Friday, 31 January 2014

Bernanke: A brief judgement

With Ben Bernanke exiting his position as the US Federal Reserve Chairman it's time to reflect on his time in office. There is no doubt that he took over at a tumultuous time (The Financial Express offers a timeline here). My thoughts are simply that we don't know how well he did. Objectively, we know that the FED has consistently missed targets as shown here:

FRED Graph
Inflation at 2% and full employment (maybe in the 4-6% range) are the aims of the FED. Since early on in the recession the FED has missed on both repeatedly.

So does FED failure equate to a Bernanke failure?

That's a much different question. We can't run history again with a different FED chairman, and hopefully we don't have the same confluence of economic events to produce an adequate comparable. But without that we can't truly evaluate his role in this.

If we imagine the US economy under the implied actions of those fretting about the expanded balance sheet, inflationary worries, and a weakening currency, then we're likely to miss on both inflation and unemployment targets by a greater margin.

The FED's mandate isn't supply side, it's demand side. I think those criticisms largely miss the mark. Sure these actions aren't ideal, but we need to imagine a counter-factual history that doesn't exist. Should the FED have concerned itself with non-existent inflation? Should the FED have let the liquidity in the financial system dry up? Perhaps, but that would be a wildly different mandate then the FED has.

If, like me, you believe that the FED should have done more to hit their stated targets, then perhaps we can be critical of Bernanke here. But I'm not convinced. The questions should be:

1) What did Bernanke believe the FED's optimal policy path have been?
2) What impact would this policy have had on the economy?
3) What were the constraints he faced in their implementation?
4) Would a better strategy have increased his policy uptake?

Quick evaluation?:

1) Based on his previous academic work, it's really hard to imagine that the policy path taken wasn't a compromise to the tight money side.

2) Divergence is to be expected here, to my eye money was excessively tight (as evidenced by the plunging NGDP figures, collapsing inflation, and above trend unemployment and our inability to regain some semblance of trajectory).

3) The FED open market committe is that, a committe. Rule is by consensus. Bernanke was the chairman and had some control of framing the debate in terms of time and direction, but he could not act unilaterally. In addition, the public outcry and political backlash against expansionary policy, which in theory shouldn't impact FED policy, was largely uni-directional. If we accept 1) then this would leave Bernanke pushing against the current here as well.
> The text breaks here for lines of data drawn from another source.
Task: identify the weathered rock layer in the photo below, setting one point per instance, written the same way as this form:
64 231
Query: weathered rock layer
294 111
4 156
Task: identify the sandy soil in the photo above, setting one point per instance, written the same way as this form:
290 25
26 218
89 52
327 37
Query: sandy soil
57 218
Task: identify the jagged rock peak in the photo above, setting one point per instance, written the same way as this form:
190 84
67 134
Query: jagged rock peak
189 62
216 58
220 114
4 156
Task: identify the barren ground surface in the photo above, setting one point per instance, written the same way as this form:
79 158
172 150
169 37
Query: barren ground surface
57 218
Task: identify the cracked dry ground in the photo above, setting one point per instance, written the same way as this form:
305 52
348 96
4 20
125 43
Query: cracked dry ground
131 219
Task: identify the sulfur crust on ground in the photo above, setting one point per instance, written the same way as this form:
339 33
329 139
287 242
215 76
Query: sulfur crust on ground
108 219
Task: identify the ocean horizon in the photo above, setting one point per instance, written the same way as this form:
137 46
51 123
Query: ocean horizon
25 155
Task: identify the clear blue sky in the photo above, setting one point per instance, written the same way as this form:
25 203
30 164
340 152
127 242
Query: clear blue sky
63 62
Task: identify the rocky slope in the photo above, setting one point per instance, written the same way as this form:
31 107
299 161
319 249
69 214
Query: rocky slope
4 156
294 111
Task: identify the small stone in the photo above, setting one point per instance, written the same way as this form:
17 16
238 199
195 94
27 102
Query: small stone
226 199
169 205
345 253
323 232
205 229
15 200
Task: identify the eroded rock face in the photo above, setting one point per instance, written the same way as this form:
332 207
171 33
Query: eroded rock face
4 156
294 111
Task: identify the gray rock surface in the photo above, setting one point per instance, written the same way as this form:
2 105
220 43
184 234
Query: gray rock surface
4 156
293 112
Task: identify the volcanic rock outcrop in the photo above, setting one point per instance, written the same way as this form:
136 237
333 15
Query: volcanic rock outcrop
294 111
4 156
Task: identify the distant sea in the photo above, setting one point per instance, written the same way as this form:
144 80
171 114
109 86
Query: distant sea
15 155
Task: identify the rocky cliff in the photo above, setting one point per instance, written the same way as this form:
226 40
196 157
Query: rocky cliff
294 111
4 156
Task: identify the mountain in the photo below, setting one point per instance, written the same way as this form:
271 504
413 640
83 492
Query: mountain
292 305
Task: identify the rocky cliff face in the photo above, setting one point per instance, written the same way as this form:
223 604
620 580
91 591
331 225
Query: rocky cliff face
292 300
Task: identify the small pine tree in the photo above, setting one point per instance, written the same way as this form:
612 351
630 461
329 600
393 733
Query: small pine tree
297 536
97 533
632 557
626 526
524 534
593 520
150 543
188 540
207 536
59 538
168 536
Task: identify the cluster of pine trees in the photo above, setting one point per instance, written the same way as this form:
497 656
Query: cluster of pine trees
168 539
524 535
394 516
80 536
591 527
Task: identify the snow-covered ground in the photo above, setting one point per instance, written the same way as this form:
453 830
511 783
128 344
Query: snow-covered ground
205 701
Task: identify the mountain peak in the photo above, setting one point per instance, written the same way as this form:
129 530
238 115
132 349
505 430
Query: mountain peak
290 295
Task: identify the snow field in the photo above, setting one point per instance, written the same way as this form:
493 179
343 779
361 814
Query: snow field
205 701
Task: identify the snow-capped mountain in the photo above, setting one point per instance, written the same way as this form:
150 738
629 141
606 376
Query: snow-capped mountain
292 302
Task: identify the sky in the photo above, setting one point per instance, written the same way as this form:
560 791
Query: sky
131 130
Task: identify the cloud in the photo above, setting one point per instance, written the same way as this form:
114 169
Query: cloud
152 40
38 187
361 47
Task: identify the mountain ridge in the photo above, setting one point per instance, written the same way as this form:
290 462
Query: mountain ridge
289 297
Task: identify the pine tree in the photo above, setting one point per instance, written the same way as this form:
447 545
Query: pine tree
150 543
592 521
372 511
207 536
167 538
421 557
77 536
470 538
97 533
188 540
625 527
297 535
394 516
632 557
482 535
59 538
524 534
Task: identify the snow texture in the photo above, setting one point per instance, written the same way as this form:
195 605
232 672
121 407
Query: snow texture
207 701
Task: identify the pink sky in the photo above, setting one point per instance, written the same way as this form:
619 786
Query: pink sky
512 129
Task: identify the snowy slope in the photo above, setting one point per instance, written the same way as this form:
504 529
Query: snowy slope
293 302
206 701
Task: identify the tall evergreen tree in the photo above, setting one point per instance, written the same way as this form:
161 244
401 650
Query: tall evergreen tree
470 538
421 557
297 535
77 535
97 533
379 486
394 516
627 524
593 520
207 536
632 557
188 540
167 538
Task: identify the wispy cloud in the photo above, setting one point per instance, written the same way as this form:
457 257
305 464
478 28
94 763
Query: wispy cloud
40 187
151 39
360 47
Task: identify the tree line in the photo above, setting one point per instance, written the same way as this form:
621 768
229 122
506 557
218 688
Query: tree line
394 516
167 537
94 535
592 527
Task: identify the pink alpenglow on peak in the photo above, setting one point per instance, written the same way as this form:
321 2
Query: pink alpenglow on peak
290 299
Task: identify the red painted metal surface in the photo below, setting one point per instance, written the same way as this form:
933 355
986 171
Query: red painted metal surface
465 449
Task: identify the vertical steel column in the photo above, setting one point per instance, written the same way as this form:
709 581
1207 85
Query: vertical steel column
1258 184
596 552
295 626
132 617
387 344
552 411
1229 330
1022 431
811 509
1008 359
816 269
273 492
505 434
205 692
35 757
4) By most accounts Bernanke seems to have been an effective communicator and was able to build consensus in the direction he wanted. Would a more brash and divisive figure have done better? It's hard to say.

My prognosis? The FED failed on it's mandate consistently, at a point when the economy really needed it. However, I don't think anyone had a better academic pedigree for the issues of the time. Hopefully we get some memoirs to find out whether he wrestled with his strategy to move the FED policy in that direction, or if he get the policy path he wanted.

Basing policy on Inflation and Unemployment are problematic because they both require significant interpretation. Are deviations from trend caused by underlying supply side factors or transitory demand side factors. If it's the latter, then they are useful indicators. In this case the deviations supported this notion. The FED is there to address these nominal demand side issues and they did ALOT to. Just not enough.

What options did he have given the constraints? I would have preferred a clear, measurable, and definitive target for the mandated variables. But I acknowledge it's difficult using the two variables currently used. Perhaps level targeting the variables would help.

In a perfect world a less discretionary policy based on NGDP would be better, and would likely have performed better under these circumstances. Even if Bernanke was on side with this the political and economic climate of his tenure were certainly not conducive to significant mandate change. Hopefully Janet Yellen overseas a more calm setting and can push for changes.

As always Scott Sumner has a better summary of the way I feel. Here are a few items that he points to:
The Fed did poorly over the past 5 1/2 years.  But perhaps Bernanke does deserve a standing ovation. Everything’s relative.  As far as I can tell Bernanke outperformed the profession, which is all we can really ask of a policy leader. 
If the economics profession had been solidly market monetarist in 2008 then I’m confident that Ben Bernanke would have gladly implemented NGDPLT.  The economics profession never gave him the support he needed to be more aggressive.  The profession failed us, the Fed was just a symptom.